Why Moving On From the Honeymoon Stage Is Actually a Good Thing, According to an Expert

The honeymoon stage is arguably one of the most fun parts of a relationship. It's when everything feels so new and fresh, you can't keep your hands off each other, and everyone around you is nauseated by how smitten you two are. Which is why we all obsess over preserving this phase for as long as possible. We're so afraid to let that fire burn out because once it does, it's all uphill from there, right? Wrong! Just because we're no longer walking around with heart eyes all day doesn't mean that the love is dead. In fact, according to relationship coach Tara Caffelle, the end of the honeymoon stage can actually be a good thing; it marks the beginning of something much more meaningful.

All couples inevitably reach a new level of comfort and that's not necessarily bad. "I call this sweatpants stage, where we suddenly feel OK to have our hair in a messy bun and be seen wearing sweatpants on a Friday night while watching movies and hanging out at home," Tara said. "And that's the new layer of intimacy because we're not dressing up anymore, so we're kind of comfortable and feeling safe with each other. And I think that's something that needs to be embraced."

That urge to rip one another's clothes off day in and day out may eventually fade, but that's also when your feelings for each other become more authentic and real. Without all the need to impress, the relationship strips down to what really matters, and that's the love between partners. Tara explained this process as layers of an onion that get more intense as you go.

"When the sex does sort of fall off — and it will, it happens to everybody — we slip into 'Oh, wow, we are actually intimate.
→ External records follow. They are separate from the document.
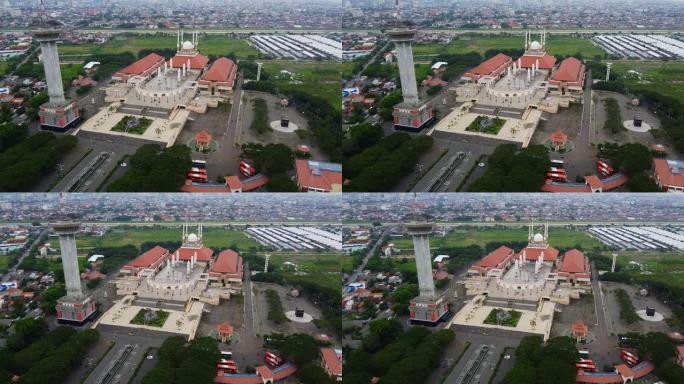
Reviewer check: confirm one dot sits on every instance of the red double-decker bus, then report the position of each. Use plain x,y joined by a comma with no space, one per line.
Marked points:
197,177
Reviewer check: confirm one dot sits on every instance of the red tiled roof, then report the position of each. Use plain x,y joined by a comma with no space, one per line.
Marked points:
198,61
225,328
569,70
559,136
532,254
203,136
495,257
493,63
319,177
148,258
666,175
203,254
142,65
332,361
545,62
233,182
222,70
574,261
229,262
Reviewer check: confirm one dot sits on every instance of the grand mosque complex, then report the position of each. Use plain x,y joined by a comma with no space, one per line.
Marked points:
179,283
160,94
503,98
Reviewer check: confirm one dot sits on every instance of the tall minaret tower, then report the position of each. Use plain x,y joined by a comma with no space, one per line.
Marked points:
428,308
58,113
76,307
411,114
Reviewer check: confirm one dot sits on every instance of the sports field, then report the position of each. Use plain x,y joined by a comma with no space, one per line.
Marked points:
216,45
321,268
667,267
321,79
556,45
652,75
558,237
213,238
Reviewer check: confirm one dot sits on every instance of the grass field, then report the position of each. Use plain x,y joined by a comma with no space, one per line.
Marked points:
667,267
320,268
3,67
208,45
653,74
556,45
321,79
213,238
558,237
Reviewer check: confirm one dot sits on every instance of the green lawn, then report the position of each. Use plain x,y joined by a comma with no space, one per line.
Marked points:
320,79
209,45
556,45
213,238
558,237
321,268
653,74
667,267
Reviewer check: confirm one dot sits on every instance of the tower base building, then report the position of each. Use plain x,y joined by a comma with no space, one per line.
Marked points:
426,311
76,311
413,118
59,117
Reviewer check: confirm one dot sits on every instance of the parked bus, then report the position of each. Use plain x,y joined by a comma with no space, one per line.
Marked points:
199,164
197,177
558,163
586,367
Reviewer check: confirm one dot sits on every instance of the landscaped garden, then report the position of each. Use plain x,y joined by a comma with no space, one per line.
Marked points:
503,317
150,317
132,124
485,124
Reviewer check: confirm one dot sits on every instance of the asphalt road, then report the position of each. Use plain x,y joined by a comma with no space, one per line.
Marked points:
497,340
359,269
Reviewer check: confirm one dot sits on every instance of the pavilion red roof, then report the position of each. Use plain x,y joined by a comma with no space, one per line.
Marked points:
198,61
203,254
574,261
142,65
558,136
225,328
490,65
495,257
148,258
332,361
569,70
532,254
203,136
545,62
229,262
222,70
669,173
579,326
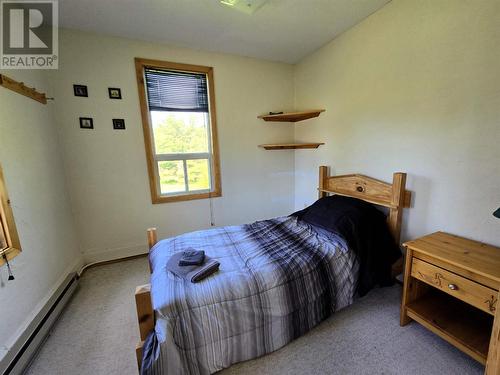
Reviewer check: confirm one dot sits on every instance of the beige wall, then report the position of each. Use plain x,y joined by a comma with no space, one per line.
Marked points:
415,88
106,169
33,171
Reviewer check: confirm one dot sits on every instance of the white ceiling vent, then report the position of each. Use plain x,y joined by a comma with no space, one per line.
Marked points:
245,6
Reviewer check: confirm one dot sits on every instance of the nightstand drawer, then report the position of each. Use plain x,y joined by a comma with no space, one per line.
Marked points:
468,291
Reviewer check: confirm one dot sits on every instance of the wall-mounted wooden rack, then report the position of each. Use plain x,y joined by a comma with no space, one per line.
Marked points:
290,146
292,116
22,89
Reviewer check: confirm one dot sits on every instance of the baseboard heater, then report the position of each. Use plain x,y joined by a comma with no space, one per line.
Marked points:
22,352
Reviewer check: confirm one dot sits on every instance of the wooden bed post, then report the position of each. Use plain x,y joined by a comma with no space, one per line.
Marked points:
323,174
145,317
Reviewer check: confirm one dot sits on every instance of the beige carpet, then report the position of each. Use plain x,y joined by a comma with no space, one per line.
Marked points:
97,334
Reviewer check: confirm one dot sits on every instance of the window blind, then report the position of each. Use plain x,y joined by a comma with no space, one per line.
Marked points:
176,91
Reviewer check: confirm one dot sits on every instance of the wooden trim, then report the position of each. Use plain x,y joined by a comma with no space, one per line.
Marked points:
394,196
397,199
8,224
152,237
292,116
152,240
22,89
156,197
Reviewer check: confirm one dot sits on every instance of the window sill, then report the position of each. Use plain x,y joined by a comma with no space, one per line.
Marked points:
187,197
10,252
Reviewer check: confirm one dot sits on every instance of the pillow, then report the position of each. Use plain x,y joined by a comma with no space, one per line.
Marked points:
365,230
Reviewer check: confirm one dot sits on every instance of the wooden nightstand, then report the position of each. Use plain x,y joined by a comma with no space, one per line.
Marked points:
451,286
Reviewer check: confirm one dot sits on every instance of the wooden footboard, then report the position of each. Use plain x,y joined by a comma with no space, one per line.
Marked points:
144,306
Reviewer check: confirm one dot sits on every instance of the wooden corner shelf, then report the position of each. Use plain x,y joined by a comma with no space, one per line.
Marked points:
290,146
292,116
22,89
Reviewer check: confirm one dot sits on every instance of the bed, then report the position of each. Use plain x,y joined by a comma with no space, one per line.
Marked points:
278,279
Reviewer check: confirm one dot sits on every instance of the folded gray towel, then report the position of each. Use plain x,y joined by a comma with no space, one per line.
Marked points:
192,273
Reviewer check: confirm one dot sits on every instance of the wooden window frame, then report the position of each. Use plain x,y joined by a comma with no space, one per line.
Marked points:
8,224
156,196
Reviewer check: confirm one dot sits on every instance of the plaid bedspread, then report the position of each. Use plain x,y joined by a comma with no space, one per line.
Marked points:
278,278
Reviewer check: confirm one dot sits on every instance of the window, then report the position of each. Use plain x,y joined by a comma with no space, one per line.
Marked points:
180,132
9,240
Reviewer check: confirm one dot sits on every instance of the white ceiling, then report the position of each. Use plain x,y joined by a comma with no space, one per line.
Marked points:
281,30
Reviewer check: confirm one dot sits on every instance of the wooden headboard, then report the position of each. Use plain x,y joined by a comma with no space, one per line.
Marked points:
394,196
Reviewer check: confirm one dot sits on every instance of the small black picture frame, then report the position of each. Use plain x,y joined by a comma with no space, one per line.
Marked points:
86,123
80,90
114,93
118,124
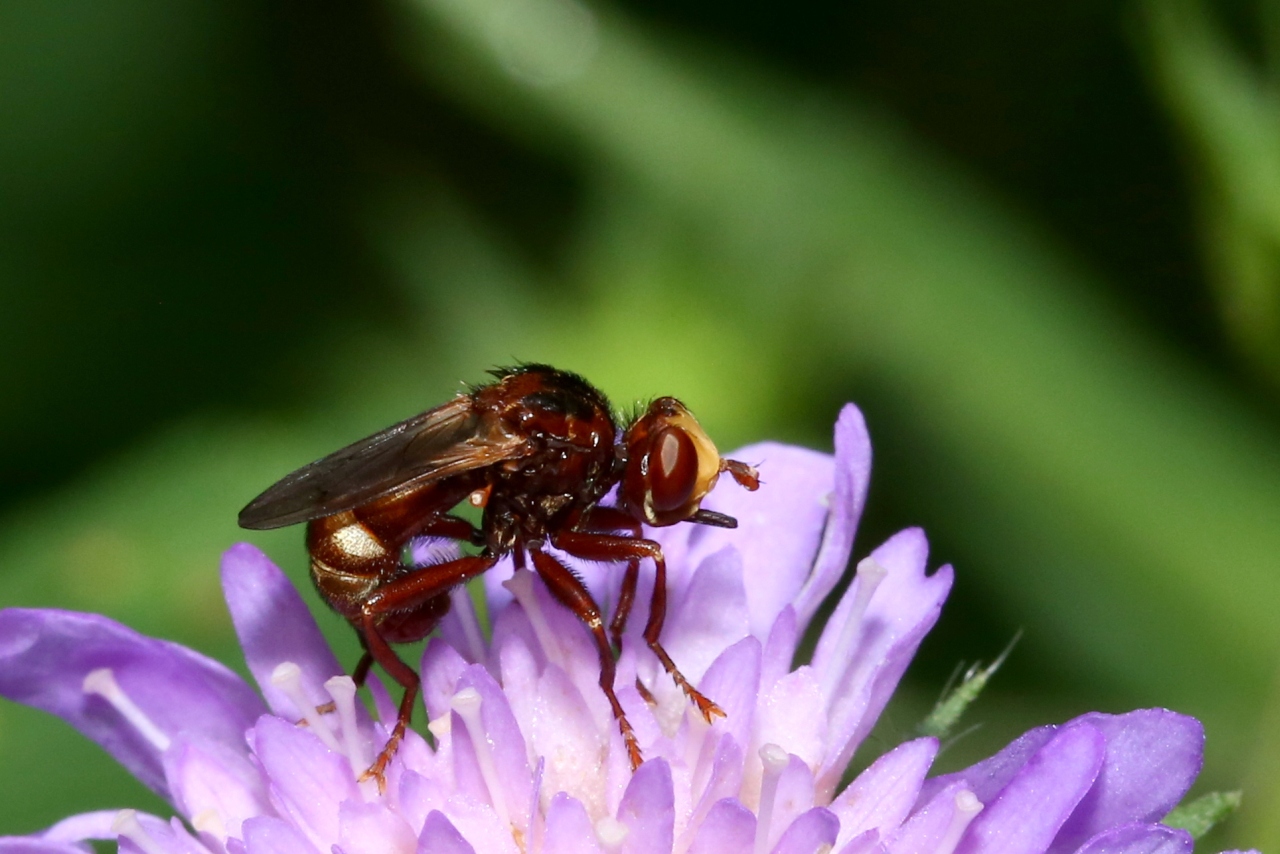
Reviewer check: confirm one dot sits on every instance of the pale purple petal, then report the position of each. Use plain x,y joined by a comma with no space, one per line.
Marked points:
46,654
373,829
868,843
648,809
269,835
780,649
440,670
439,836
504,741
1139,839
792,798
213,779
568,829
274,625
32,845
809,832
803,735
932,823
778,526
309,782
169,836
853,475
987,777
709,616
1152,758
74,829
883,795
560,726
860,681
728,829
725,781
732,681
1027,814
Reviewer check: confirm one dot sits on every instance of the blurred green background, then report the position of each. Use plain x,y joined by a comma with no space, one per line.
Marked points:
1038,243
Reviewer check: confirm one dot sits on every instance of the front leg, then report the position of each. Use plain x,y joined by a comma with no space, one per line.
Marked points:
570,592
607,547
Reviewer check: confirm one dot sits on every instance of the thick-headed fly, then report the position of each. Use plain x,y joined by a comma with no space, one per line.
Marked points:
536,450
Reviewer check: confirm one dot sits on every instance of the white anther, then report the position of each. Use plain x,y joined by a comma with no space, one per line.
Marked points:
611,832
101,681
287,676
775,759
467,703
209,821
342,689
967,808
871,572
521,585
127,825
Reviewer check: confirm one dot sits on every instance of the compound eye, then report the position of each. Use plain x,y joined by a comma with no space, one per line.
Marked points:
672,470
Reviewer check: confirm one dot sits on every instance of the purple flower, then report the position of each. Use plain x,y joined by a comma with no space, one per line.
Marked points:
524,753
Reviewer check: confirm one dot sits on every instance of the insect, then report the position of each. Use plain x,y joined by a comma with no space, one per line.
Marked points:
538,450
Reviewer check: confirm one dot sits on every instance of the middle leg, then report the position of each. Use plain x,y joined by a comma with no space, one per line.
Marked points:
607,547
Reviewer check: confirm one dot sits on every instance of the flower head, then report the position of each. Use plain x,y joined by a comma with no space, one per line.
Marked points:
522,752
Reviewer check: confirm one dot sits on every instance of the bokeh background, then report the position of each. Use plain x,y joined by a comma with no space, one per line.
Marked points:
1038,243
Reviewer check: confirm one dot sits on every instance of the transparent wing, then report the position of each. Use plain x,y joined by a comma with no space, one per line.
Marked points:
439,443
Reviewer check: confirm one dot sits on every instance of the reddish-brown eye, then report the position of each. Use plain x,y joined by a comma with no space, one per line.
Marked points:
672,470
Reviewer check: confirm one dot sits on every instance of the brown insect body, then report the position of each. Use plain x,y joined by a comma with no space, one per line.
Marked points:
538,450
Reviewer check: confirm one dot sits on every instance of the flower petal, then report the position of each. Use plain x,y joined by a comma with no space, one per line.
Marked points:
374,829
859,662
987,777
568,829
809,832
269,835
85,826
648,809
734,681
711,616
1152,758
778,529
1139,839
853,474
35,845
274,625
1027,814
439,836
506,745
882,795
309,782
46,654
215,786
728,829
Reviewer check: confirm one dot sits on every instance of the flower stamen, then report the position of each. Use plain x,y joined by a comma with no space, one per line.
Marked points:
871,572
342,689
467,703
775,759
967,808
101,683
611,832
208,821
521,585
127,825
288,677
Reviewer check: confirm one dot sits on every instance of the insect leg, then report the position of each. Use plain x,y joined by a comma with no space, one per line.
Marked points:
407,594
626,597
570,592
604,547
608,520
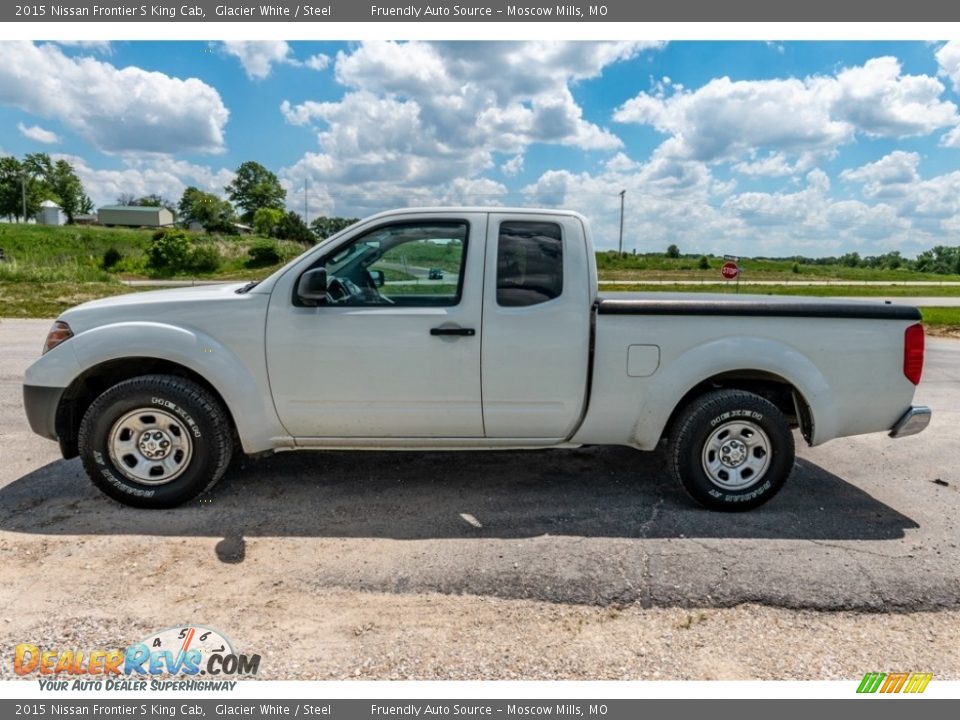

I see you, you see me, I trust you more than anyone else, I love being with you, I like you,' right?" she said. "When we have couples who've been together for a long time, their intimacy has a deeper, sweeter flavor. It's almost onions that are raw versus caramelized onions that have had some time under the heat, and they got sweet and kinda deep-flavored and really delicious together. So, I think we can embrace that it's going to get deeper and more amazing, and we can also strive to keep things fresh."

A relationship should never become stagnant; in order to last, it requires effort from both sides. It's impossible for things to maintain a steady pace without any work put in. Tara also compared a relationship to a baby in the way that you need to constantly monitor and tend to both. If you realize that it's hungry for something, you feed it, or you nurture it when it's sick. In being aware of the state of your partnership and giving it what it needs, you prevent it from reaching a point of no return. When couples have no idea how they've become strangers over the years, it's because they lived in their relationship passively without checking in every once in a while.

"It's not going to be all sex all the time, that's not sustainable, but we can definitely keep it interesting," Tara said.

"Keep yourself turned on — that's never our partner's responsibility."

"Keep yourself turned on — that's never our partner's responsibility. Stay engaged, keep interested in your partner, do things that you know turn you on and that make you want to be with them; create moments where these things can happen."

Tara used one couple in particular as an example of a simple way you can create these kinds of moments. The parents of four shower every morning together. It may not seem groundbreaking, but it gives them a "built-in container," as Tara called it, that allows them to start off the day together. Sometimes, it's relaxing or really hot and exciting with some shower sex, and other days, they use the opportunity to talk about schedules and who's dropping off who. Because of this simple daily ritual, they're on the same page and have a foundation of communication and intimacy.

"It doesn't have to go by the wayside, we don't have to have either/or," Tara said. "We can actually have a little bit of both and fold in that sweetness that we found in our deepening relationship."